Under the message oriented event model the same flow looks like:

  (2) --> DialogMessage.END components=[Result]
  (3) --> ActivityEndEvent

The benefits of the new model are two-fold:

  • Less events.

  • The whole network message may be inspected easily (for example, determine if it’s a TC-CONTINUE or TC-END without having to wait for the Delimiter or Close event), which can simplify service logic in some cases.

Using the Message Oriented Event Model

In order to use the message oriented event model, services should:

  • Have event handlers for BEGIN/CONTINUE/END as required.

  • Additional handlers may be needed for OperationInvokeTimeout, UserAbort, ProviderAbort and OpenRefuse as with the component oriented event model.

  • Any initial event selector should expect a DialogMessageEvent instead of OpenRequestEvent.

See DialogMessageEvent in the CGIN APIs for further information.

Converting Existing Services to the Message Oriented Event Model

Existing services may be adapted to use the message oriented API without needing a complete rewrite.

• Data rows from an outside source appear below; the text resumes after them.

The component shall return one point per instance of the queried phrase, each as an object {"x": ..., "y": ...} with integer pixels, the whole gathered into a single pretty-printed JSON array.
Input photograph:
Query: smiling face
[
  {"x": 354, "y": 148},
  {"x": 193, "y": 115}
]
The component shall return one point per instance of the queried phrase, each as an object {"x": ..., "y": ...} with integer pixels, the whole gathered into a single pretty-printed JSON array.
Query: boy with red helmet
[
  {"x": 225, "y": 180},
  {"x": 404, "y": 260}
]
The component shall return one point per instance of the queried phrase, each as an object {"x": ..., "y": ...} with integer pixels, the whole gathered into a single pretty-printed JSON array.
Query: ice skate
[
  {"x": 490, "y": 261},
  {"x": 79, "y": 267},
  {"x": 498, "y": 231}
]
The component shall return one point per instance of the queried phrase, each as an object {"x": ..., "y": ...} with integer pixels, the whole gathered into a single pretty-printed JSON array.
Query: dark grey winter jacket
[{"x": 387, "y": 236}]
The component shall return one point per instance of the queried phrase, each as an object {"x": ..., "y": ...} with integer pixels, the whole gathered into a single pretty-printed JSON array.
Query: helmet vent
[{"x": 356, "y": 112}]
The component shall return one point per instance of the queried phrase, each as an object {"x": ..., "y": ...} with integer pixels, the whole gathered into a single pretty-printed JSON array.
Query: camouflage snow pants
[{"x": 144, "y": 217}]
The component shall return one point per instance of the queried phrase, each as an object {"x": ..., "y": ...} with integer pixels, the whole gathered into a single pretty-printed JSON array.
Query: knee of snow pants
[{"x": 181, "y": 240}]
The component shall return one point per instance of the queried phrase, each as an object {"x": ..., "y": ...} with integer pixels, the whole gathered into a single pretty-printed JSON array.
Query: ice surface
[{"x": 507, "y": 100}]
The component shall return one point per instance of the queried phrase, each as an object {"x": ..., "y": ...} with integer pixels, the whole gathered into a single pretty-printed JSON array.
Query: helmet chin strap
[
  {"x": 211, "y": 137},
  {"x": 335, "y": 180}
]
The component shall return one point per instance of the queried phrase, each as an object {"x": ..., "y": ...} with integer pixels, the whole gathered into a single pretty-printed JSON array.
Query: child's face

This is a quick overview of that process:

  • Create new event handlers for BEGIN/CONTINUE/END and OperationInvokeTimeout.

  • Remove the declarations for the old event handlers (sbb-jar or annotations).

  • Convert the initial event selector for OpenRequestEvent to expect a DialogMessageEvent instead.

  • In the new event handlers, iterate over the components of the DialogMessageEvent and delegate to the old event handlers as appropriate.

  • If the service cares about Delimiter or Close, synthesize calls to those event handlers after processing components, based on DialogMessageEvent.getMessageType().isLastMessage()

  • User abort, provider abort and open refuse handlers are unchanged.

  • OperationInvokeTimeout should be delegated to the provider error handler. If necessary, synthesize a Delimiter event handler call afterwards.